Here is a quick example:
To deal with this you will need to smooth out the magnified Kinect noise. The easiest way to do this is to store the last few points that the Kinect has tracked in memory (in an array) and return the average of the points as the new cursor point to move to. When a new Kinect point is detected the last point is popped off of the array, the new point is added in, and a new average is calculated:
// store the last 5 hand points
static Point3D[] points = new Point3D[5];
public static Point3D RawPoint{ get; set; }
public static Point3D SmoothPoint{ get; set; }
static void control_PointUpdate(
object sender, PointBasedEventArgs e)
{
RawPoint = new Point3D()
{
X = e.Position.X,
Y = e.Position.Y,
Z = e.Position.Z
};
SmoothPoint = GetSmoothPoint();
}
static Point3D GetSmoothPoint()
{
float x = 0;
float y = 0;
float z = 0;
// shift array
for (int i = points.Length - 1; i > 0; i--)
{
points[i] = points[i - 1];
}
points[0] = RawPoint;
// final point is average of array points.
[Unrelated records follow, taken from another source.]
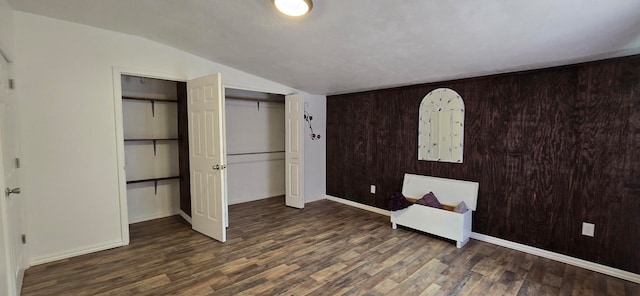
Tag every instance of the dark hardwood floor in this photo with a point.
(325, 249)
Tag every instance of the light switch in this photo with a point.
(588, 229)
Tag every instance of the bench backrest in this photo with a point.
(448, 191)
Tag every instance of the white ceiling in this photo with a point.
(346, 46)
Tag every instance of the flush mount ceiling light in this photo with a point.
(293, 7)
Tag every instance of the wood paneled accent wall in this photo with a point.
(551, 149)
(183, 149)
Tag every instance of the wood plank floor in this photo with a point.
(325, 249)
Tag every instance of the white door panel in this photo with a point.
(11, 220)
(206, 156)
(294, 152)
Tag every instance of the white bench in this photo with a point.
(444, 223)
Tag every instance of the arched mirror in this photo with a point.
(441, 126)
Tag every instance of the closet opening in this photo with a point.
(255, 145)
(156, 147)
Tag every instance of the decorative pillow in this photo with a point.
(429, 200)
(461, 207)
(398, 202)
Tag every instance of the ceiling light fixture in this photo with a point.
(293, 7)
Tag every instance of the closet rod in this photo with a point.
(255, 99)
(250, 153)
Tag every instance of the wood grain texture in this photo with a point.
(325, 249)
(551, 149)
(183, 149)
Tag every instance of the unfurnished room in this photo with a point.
(300, 147)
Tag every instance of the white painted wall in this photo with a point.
(249, 130)
(70, 173)
(315, 151)
(6, 29)
(142, 120)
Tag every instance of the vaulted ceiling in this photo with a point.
(346, 46)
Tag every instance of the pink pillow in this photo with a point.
(429, 200)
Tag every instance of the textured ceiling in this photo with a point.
(346, 46)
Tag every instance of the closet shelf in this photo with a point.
(148, 99)
(152, 179)
(151, 139)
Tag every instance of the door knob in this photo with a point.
(8, 191)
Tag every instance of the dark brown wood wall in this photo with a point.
(551, 149)
(183, 149)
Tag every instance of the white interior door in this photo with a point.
(11, 247)
(294, 151)
(207, 158)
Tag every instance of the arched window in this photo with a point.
(441, 126)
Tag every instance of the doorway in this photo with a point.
(12, 226)
(255, 141)
(122, 174)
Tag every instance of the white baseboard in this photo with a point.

// sum up array points and return the average.
for (int i = 0; i < points.Length; i++)
{
if (points[i] != null)
{
x = points[i].X;
y = points[i].Y;
z = points[i].Z;
}
}
return new Point3D()
{
X = x / points.Length,
Y = y / points.Length,
Z = z / points.Length
};
}
Now the MainWindow's cursor-moving code can choose to use either the raw point or the smoothed point.
The smoothing code results in a much more pleasant user experience. The tradeoff is that the cursor movement lags behind the actual hand movement. If you increase the array size of the number of points used for the smoothing calculation, then the cursor will lag behind even more slowly but will produce a smoother experience.
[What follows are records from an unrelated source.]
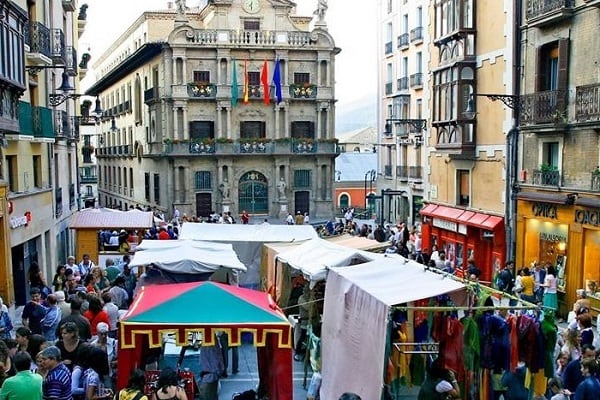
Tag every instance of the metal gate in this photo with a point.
(254, 193)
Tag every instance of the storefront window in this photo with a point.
(546, 243)
(591, 271)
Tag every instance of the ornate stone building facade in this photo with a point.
(229, 107)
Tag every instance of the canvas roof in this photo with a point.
(106, 218)
(246, 233)
(186, 256)
(213, 304)
(314, 257)
(396, 280)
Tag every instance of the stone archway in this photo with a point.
(253, 193)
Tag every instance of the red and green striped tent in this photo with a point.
(208, 307)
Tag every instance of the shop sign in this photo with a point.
(444, 224)
(17, 222)
(587, 217)
(552, 237)
(545, 210)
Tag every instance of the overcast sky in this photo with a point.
(351, 23)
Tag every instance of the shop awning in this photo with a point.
(466, 217)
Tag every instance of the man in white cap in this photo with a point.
(65, 308)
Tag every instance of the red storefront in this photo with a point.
(465, 234)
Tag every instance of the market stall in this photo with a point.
(247, 241)
(88, 222)
(174, 261)
(161, 309)
(358, 302)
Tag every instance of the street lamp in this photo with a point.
(512, 141)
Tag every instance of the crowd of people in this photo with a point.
(66, 346)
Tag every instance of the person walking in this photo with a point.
(25, 385)
(57, 384)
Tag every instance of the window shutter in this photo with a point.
(563, 64)
(540, 69)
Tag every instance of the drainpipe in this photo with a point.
(512, 142)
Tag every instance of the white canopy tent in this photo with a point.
(314, 257)
(186, 256)
(247, 241)
(247, 233)
(358, 301)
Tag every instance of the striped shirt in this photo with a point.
(57, 385)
You'll want to tweak the movement scale and smoothing array size parameters together to determine the best combination of values.
Too Low, Too High
The last usability factor to consider is how high or low the user needs to "reach" in your app. If you have hot spots or hover points in your app that are at the high or low extremes of your screen, the user may have to reach unnaturally high or low to hit those points depending on where the Kinect device is situated with respect to the user.
To adjust for this in real time without moving the Kinect itself, you can simply add a scalar value to your mouse movement code:
double movementScale = 2.0d;
double xScalar = 0;
double yScalar = -200;
var x = window.Width / 2 +
kinectPoint.X * movementScale +
window.Left + xScalar;
var y = window.Height / 2 -
kinectPoint.Y * movementScale +
window.Top + yScalar;
MoveCursor(x, y)
The above code simply translates the cursor 200 pixels in the "up" direction every time the cursor position is updated.
Go Forth and Control Your Cursor!
Movement scale, smoothing, and vertical reach - keep these three things in mind while developing your cursor-controlled Kinect app and you'll be able to focus on delighting your users with your killer app instead of dealing with their frustration!